Not everyone was quick enough to avoid contact.
The purpose of the clear fluid emitted by the demon was soon revealed. Whatever the tentacles touched, they stuck to with a near molecular bond. Screaming militia were plucked from their stands and stuffed whole onto the rolling tongue of the beast, their clothes instantly flaring into ashes as they were rammed methodically down the translucent gullet. It was a spectacle of unlimited horror, as family members watched loved ones descend the esophagus of a monster that served no order in the natural world. The th
roat constricted repeatedly as French watched a dozen or more fighters be consumed without recourse. The Hecates blazed away along with every other gun; once the shock had subsided, the salty fighters of New Madrid let anger guide their hands, but for many it was too late.
The warning scream from Banshee preceded a dive of such speed that the last bullets and his claws struck the monster simultaneously. He’s cutting it too close, thought more than one observer just as the unholy carnage began. Saavin urged Banshee on as he climbed the demon, tearing the grasping filaments from the circular body. Banshee’s wicked talons ripped and tore until wide swaths of clear skin were visible in the firelight. The demon attempted to rear back and kick with a triple-jointed leg, but the streaking Windy’s forelegs closed on the last segment as it lashed out toward Banshee’s unprotected belly; with a savage jerk, the bulky dragon tore half of the appendage away in a shower of gore. The demon staggered before firing its filaments again, this time seizing two of Watley’s men who had time for a short scream and nothing more. Three, then five, and at least fifteen militia were rolled up by the hairy tendrils. The monster opted for a less-invasive death with the newest victims. The howling men and women were not forced into the mouth, but crushed with a muscular flex of the long tentacles that held their struggling bodies.

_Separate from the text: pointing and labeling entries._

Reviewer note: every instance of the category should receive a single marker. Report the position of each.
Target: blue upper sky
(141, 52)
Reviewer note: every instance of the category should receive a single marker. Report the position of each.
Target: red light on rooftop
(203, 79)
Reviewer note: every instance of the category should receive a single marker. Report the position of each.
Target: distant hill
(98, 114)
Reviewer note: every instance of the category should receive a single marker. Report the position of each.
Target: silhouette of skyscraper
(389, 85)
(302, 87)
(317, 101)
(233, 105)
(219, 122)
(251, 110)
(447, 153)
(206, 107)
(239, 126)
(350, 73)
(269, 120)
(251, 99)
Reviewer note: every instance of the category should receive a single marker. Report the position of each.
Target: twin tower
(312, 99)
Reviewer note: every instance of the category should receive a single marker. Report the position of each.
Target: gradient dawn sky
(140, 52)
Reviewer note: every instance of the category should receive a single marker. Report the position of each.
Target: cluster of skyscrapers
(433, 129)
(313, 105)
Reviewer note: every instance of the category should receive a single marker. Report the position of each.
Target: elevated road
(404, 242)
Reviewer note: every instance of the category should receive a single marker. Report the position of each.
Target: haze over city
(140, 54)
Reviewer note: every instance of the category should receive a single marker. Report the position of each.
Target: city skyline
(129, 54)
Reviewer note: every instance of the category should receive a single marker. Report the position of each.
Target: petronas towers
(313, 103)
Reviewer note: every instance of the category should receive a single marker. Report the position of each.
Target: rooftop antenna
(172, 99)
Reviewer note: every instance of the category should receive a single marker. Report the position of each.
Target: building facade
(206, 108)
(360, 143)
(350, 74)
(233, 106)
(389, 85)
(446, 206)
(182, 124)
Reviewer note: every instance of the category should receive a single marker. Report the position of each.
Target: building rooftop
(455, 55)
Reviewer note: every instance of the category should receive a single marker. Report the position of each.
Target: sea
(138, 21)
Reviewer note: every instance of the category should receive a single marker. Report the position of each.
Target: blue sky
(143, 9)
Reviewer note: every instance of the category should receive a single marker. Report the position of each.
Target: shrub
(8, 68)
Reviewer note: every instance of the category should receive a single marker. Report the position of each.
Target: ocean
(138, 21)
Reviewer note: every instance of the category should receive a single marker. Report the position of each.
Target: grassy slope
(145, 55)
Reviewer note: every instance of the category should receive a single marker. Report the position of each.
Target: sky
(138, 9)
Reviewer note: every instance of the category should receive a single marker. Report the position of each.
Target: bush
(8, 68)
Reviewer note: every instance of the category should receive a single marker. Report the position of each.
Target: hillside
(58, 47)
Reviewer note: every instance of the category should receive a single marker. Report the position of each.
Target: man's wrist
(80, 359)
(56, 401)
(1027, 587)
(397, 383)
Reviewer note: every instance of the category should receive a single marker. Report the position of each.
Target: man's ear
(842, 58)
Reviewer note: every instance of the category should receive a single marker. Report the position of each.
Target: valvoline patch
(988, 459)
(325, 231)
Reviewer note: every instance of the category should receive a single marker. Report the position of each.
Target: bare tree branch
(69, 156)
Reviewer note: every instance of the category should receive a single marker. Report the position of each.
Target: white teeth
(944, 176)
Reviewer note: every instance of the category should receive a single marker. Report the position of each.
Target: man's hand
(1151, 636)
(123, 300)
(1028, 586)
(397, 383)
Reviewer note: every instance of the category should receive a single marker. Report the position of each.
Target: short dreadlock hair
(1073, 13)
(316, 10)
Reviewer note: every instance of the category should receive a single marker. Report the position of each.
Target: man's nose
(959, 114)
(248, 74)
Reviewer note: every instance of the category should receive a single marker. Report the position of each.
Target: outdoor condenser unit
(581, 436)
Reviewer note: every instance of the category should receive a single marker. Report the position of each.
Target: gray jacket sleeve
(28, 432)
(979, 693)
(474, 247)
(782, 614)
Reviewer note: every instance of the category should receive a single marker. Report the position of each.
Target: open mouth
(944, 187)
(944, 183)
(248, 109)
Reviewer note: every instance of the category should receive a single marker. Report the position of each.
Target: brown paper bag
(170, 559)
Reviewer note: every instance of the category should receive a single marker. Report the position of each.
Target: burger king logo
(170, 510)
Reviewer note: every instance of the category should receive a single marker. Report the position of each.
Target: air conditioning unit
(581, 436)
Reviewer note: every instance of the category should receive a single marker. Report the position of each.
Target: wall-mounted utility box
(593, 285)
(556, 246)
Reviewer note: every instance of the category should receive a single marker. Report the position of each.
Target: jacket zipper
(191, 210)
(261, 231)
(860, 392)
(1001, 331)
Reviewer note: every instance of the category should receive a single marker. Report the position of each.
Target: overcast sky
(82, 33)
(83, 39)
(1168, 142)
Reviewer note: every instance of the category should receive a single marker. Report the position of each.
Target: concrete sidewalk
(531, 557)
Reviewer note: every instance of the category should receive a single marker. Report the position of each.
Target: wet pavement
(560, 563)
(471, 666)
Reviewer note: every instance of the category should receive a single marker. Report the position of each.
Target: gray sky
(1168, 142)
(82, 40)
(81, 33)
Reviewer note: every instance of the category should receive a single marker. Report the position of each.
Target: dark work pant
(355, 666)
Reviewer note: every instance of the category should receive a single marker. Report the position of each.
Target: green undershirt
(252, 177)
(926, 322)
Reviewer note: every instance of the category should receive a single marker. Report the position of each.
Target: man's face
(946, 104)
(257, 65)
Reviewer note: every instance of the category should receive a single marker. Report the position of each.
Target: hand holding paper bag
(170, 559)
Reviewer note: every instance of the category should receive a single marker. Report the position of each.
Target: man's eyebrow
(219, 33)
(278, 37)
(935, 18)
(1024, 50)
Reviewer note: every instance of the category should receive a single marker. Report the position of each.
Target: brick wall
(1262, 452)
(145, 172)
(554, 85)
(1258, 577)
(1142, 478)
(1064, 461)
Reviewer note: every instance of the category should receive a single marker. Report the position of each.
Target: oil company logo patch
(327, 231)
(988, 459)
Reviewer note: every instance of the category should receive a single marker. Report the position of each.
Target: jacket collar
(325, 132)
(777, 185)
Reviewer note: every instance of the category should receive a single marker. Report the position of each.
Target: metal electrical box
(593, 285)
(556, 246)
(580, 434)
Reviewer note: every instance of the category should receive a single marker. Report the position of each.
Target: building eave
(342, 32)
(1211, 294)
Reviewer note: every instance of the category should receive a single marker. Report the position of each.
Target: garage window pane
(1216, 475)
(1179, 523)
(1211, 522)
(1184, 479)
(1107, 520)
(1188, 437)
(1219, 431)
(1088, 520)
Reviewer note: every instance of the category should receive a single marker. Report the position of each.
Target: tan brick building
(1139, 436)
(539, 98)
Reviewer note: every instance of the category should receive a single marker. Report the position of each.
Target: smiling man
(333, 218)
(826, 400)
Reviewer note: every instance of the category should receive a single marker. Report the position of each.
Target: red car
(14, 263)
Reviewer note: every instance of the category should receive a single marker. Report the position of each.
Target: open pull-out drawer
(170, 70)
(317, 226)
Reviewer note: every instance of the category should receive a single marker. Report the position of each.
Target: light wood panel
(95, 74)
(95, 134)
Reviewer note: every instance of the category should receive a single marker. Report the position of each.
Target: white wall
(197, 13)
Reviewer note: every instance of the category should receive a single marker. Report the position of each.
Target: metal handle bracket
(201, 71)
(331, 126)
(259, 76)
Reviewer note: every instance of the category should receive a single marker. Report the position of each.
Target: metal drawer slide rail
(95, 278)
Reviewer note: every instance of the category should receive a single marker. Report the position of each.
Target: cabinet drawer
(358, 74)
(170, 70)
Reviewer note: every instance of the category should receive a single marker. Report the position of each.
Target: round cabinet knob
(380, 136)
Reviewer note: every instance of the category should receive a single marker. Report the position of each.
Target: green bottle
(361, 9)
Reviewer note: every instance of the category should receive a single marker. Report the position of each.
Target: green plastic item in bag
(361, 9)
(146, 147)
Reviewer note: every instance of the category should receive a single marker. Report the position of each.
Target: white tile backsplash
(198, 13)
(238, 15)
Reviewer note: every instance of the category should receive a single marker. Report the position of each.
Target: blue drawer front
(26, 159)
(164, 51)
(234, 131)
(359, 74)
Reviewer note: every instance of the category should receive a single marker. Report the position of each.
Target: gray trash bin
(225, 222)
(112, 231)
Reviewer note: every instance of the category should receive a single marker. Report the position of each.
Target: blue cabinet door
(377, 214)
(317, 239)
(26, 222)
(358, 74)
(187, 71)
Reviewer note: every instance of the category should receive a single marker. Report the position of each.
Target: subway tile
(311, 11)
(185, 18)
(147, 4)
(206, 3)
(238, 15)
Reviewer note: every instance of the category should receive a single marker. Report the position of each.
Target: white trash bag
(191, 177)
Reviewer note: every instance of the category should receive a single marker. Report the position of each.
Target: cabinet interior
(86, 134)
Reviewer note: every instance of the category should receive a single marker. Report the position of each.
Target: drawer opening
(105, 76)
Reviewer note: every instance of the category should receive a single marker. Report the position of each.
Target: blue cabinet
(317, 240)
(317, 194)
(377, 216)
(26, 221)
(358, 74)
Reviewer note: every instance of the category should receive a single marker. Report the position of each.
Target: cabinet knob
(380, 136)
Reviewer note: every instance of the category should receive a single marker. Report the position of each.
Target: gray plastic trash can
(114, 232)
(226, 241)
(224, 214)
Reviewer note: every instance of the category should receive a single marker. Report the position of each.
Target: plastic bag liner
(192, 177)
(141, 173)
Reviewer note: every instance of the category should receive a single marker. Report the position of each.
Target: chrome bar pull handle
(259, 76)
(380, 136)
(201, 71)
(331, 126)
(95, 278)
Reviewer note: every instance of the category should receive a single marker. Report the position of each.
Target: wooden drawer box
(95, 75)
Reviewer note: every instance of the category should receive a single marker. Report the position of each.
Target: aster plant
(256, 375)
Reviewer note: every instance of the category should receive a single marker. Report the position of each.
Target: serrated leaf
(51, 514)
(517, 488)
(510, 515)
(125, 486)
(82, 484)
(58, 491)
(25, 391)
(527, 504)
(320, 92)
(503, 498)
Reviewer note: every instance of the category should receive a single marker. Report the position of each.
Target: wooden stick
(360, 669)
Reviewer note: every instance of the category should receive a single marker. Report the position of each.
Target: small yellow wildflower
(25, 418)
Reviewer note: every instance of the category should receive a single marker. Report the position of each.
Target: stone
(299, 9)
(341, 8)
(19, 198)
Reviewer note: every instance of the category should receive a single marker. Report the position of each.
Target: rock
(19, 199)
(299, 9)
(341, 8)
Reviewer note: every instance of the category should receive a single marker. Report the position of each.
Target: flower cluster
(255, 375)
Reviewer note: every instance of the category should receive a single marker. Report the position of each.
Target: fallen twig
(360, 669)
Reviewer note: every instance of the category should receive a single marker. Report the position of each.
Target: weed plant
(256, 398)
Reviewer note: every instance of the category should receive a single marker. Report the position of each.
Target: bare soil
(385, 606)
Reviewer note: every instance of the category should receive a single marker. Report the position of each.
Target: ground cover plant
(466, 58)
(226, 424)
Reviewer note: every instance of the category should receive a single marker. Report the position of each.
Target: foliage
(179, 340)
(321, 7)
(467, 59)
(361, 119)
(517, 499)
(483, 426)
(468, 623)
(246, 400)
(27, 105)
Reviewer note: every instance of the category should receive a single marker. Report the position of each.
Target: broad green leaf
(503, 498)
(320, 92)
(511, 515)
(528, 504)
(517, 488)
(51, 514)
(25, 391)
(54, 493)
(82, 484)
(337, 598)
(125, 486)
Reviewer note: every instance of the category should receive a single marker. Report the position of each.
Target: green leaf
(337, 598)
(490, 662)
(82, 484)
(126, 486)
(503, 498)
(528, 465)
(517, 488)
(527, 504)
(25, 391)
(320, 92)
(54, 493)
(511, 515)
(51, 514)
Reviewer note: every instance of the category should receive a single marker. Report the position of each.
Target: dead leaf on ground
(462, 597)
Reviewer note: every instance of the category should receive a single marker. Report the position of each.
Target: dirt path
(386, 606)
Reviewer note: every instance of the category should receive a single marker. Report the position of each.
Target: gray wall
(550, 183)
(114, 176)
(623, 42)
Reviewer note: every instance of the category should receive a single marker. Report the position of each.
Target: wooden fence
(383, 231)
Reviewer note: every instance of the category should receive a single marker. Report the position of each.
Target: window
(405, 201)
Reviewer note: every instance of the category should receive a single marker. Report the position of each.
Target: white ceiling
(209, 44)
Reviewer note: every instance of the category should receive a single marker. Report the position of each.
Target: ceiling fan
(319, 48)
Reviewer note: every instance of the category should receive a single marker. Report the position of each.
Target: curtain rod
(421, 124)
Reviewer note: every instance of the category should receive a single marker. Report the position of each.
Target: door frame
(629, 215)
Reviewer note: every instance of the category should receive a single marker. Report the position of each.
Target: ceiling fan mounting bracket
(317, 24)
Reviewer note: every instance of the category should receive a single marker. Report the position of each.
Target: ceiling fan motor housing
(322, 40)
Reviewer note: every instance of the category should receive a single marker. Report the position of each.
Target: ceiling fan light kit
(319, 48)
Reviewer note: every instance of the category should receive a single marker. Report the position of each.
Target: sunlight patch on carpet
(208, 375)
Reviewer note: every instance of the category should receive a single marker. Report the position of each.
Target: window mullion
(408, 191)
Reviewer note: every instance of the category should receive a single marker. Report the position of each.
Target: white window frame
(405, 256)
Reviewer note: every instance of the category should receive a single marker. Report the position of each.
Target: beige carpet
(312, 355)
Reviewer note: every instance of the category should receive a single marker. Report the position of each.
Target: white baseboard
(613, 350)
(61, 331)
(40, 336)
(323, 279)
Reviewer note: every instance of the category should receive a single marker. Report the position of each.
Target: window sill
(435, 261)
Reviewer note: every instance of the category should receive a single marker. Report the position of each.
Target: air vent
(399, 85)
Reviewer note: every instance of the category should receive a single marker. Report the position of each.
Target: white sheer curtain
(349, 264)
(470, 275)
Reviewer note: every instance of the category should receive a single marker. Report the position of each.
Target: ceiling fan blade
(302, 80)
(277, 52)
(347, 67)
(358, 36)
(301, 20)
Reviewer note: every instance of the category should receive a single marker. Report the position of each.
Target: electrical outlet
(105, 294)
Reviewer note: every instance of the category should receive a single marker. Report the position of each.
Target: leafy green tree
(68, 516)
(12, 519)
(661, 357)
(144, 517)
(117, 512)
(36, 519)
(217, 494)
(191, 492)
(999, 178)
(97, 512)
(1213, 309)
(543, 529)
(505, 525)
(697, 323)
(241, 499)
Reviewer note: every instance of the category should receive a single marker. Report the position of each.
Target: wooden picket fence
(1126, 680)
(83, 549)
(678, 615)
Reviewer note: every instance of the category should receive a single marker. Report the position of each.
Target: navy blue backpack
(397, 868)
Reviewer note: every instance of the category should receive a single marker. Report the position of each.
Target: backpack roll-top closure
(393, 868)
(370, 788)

The cooler air of the cave mouth was fogged with the air of battle, and still the demon strode forth. Meri launched a gashing attack under the legs of the demon, displaying an affinity for ground combat that would have surprised everyone, had they not been furiously firing downrange. Nicolet mimed the rolling attack and another of the demon’s legs faltered, the upper knee crushed by a powerful blow from both dragons’ crunching together in a move that was sheer brute force. Looking back, the people of New Madrid would agree that was the moment in which they seized the advantage, but the demon was far from done. Trailing fluids from two ruined legs, the translucent equine head tossed in a series of sharp jabs as the beast lunged forward once more toward the heart of New Madrid. Its body was incredibly lithe for one so awkward and, in four steps, it stood whirling in place as two of the massive, clawed leg tips crashed into the first row of sod homes inside the defensive perimeter.